Rainbow Slaw with Curried Yogurt Dressing

Updated February 23, 2016
This image courtesy of Joseph DeLeo

I often make this spicy slaw to serve with grilled seafood or meats. It's equally good the following day with leftover grilled dishes for lunch or a light dinner.

Dr. Jim Duke, an expert on herbs, eats coleslaw often, since recent research shows it may prevent colon cancer, which runs in his family.

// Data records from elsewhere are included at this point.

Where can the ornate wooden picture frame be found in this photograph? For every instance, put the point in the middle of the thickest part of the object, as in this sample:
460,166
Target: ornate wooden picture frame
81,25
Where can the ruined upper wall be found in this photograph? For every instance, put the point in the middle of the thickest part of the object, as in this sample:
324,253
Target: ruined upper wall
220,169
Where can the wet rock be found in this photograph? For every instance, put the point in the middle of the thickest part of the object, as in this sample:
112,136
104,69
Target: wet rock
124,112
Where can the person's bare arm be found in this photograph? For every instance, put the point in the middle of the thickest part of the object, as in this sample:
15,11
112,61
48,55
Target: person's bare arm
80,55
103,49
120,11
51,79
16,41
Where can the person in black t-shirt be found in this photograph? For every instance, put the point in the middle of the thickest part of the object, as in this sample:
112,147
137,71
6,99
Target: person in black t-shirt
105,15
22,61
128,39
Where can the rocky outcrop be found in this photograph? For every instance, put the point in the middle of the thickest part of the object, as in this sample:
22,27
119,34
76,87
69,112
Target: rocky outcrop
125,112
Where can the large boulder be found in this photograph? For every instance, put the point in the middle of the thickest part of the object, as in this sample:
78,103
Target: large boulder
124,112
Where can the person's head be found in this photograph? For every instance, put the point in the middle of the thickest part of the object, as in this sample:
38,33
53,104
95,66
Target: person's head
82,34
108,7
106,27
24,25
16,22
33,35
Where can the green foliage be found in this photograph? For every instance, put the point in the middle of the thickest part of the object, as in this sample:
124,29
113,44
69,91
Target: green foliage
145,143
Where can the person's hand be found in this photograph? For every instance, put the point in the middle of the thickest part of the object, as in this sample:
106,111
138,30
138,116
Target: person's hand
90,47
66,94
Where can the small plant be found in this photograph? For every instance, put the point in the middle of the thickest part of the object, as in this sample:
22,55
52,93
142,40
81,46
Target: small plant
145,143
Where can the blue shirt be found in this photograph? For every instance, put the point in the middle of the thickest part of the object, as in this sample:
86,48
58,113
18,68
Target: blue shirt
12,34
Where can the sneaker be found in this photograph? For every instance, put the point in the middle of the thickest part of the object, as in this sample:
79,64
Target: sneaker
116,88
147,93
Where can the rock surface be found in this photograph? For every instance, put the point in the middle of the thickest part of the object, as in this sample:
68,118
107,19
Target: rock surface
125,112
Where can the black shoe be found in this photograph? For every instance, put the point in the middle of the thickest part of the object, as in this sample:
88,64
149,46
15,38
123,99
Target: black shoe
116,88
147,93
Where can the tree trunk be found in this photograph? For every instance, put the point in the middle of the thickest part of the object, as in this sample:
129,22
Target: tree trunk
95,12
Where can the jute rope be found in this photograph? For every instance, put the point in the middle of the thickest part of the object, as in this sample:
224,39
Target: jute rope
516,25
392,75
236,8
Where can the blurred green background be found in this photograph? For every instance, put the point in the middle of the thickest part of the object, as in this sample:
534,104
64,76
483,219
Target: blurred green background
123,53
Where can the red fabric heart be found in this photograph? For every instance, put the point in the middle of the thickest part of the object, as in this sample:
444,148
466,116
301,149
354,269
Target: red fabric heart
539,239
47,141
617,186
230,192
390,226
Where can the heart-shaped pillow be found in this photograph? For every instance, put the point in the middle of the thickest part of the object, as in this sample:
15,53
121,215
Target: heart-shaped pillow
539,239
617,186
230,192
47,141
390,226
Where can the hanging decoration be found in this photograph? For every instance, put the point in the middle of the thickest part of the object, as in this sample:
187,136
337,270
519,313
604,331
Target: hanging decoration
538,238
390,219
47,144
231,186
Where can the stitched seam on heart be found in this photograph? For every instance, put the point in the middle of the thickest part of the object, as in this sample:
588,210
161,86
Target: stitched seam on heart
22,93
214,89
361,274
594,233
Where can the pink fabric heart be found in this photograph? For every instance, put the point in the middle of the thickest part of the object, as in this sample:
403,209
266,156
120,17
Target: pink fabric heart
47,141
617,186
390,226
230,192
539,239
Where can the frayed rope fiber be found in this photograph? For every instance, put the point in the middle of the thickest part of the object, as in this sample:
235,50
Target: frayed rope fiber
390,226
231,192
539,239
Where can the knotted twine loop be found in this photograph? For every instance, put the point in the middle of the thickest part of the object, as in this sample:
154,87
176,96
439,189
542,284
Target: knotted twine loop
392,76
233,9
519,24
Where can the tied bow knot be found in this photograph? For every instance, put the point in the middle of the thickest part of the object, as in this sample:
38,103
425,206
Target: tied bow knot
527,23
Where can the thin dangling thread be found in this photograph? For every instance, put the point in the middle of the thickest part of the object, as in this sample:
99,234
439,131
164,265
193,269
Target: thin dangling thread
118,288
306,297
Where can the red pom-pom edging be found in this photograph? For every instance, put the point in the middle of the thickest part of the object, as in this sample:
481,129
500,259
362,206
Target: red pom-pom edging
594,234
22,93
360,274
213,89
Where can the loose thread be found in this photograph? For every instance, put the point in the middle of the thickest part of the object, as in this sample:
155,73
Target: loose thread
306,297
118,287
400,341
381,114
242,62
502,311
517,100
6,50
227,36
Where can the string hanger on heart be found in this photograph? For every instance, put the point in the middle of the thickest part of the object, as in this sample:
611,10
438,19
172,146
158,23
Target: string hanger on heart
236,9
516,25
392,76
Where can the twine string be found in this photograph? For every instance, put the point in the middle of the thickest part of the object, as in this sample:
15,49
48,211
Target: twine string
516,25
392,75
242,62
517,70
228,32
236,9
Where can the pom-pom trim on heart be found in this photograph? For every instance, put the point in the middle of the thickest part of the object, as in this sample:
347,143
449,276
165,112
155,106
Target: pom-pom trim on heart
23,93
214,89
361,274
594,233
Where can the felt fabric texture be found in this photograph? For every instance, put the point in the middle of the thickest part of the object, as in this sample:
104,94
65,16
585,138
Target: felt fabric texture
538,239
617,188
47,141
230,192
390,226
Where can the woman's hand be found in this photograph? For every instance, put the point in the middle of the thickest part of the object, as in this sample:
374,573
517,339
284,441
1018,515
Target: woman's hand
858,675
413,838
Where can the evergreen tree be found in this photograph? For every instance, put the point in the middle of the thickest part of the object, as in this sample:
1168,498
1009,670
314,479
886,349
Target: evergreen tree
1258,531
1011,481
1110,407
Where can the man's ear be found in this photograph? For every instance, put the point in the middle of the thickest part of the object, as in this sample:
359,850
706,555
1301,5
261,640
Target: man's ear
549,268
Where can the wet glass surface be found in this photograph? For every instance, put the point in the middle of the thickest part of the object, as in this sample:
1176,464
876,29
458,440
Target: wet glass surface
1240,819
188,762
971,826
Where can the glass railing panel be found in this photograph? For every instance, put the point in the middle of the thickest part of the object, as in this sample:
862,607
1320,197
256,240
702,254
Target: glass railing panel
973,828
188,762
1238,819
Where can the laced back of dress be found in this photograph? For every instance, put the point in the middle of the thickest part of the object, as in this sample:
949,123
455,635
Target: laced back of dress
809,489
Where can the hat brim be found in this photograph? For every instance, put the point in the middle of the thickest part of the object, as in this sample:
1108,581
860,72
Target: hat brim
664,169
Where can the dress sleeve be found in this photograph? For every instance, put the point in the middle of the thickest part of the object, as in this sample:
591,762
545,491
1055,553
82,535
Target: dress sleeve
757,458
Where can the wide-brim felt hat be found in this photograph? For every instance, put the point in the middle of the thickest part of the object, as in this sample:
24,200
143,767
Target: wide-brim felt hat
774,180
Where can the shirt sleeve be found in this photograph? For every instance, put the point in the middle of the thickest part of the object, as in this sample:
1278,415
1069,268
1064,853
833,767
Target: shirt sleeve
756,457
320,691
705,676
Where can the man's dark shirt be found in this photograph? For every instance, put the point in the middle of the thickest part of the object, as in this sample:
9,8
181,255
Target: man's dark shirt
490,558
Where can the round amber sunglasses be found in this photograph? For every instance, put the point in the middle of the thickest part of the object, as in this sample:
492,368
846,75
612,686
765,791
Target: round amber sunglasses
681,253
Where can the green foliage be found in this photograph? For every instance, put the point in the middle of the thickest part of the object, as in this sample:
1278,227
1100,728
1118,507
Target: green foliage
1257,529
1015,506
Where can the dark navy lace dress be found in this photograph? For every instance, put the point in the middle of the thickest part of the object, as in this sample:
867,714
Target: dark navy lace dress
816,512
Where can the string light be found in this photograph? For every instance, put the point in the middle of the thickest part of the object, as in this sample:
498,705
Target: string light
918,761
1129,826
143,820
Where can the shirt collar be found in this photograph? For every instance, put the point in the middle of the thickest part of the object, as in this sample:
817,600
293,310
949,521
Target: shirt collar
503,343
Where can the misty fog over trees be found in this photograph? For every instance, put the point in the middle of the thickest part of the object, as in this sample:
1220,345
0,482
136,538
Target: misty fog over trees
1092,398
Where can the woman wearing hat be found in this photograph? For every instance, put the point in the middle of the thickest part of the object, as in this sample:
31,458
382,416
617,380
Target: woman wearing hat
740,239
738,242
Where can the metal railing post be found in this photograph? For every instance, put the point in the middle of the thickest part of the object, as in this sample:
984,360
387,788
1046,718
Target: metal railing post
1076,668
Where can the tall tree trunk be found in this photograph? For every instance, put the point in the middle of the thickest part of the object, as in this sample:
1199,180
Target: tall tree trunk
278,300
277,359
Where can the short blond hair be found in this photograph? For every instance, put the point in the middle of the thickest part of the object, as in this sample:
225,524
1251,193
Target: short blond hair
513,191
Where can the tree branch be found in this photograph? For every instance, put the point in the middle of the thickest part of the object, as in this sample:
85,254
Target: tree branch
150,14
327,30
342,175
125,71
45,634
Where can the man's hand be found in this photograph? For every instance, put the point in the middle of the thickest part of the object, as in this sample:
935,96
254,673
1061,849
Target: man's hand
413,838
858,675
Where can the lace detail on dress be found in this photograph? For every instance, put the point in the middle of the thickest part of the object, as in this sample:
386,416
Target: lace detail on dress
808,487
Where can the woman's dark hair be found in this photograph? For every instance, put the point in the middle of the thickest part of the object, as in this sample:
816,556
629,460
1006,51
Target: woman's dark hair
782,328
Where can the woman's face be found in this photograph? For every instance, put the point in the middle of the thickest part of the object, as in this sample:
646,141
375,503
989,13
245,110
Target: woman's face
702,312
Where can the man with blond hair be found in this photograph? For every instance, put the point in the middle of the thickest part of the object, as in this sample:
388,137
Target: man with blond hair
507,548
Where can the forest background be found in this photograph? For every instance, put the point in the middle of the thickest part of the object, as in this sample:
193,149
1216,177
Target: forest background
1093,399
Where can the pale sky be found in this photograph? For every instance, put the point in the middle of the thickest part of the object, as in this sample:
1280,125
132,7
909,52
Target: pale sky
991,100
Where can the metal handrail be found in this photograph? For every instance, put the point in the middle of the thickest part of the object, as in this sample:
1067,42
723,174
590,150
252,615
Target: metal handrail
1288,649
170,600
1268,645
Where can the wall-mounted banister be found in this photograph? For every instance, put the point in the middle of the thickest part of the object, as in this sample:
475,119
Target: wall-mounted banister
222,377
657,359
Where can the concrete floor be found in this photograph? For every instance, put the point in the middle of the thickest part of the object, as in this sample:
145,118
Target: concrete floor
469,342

Ayurvedic doctors believe that white cabbage removes toxins from the body.



Total Timeunder 2 hours

Make Ahead RecipeYes

OccasionBuffet, Casual Dinner Party

Recipe Courseside dish

Dietary Considerationvegetarian


Taste and Texturecreamy, crisp, spiced

Type of Dishsalad


  • ½ small head green or Savoy cabbage (about ¾ pound)
  • ½ small head red cabbage (about ¾ pound)
  • 2 teaspoons salt
  • 2 medium carrots, peeled and ends trimmed
  • 2 teaspoons top-quality curry powder, preferably Sun brand Madras-style
  • 1 cup plain yogurt
  • 1½ tablespoons minced fresh ginger
  • ½ tablespoon minced garlic
  • 1 teaspoon Dijon mustard
  • ¼ cup light cream
  • ¼ teaspoon salt, or to taste
  • ¼ teaspoon freshly ground black pepper
  • 1½ cups raisins


FIRST Remove the tough outer leaves from the cabbage and cut each in half. Cut out the core. Separate and stack the leaves together and cut into fine julienne strips. (You should have about 12 cups.) Put in a bowl, sprinkle in the salt, toss lightly, and cover with a plate with a heavy pot on top. Let sit for about 1 hour and drain in a colander. Grate the carrots.

SECOND Heat a small, heavy skillet until hot. Put the curry powder in the pan and stir with a wooden spoon over medium-low heat until the curry powder is very fragrant. Scrape out onto a plate to cool.

THIRD To make the Curried Yogurt Dressing, put the yogurt in a mixing bowl and add the curry powder and the remaining ingredients of the dressing, whisking lightly after each addition. Taste and adjust the seasoning if necessary.

FOURTH Put the drained cabbage, carrots, and raisins in a bowl. Pour in the dressing and toss lightly to coat. Cover with plastic wrap and refrigerate for at least 1 hour, tossing occasionally. Serve.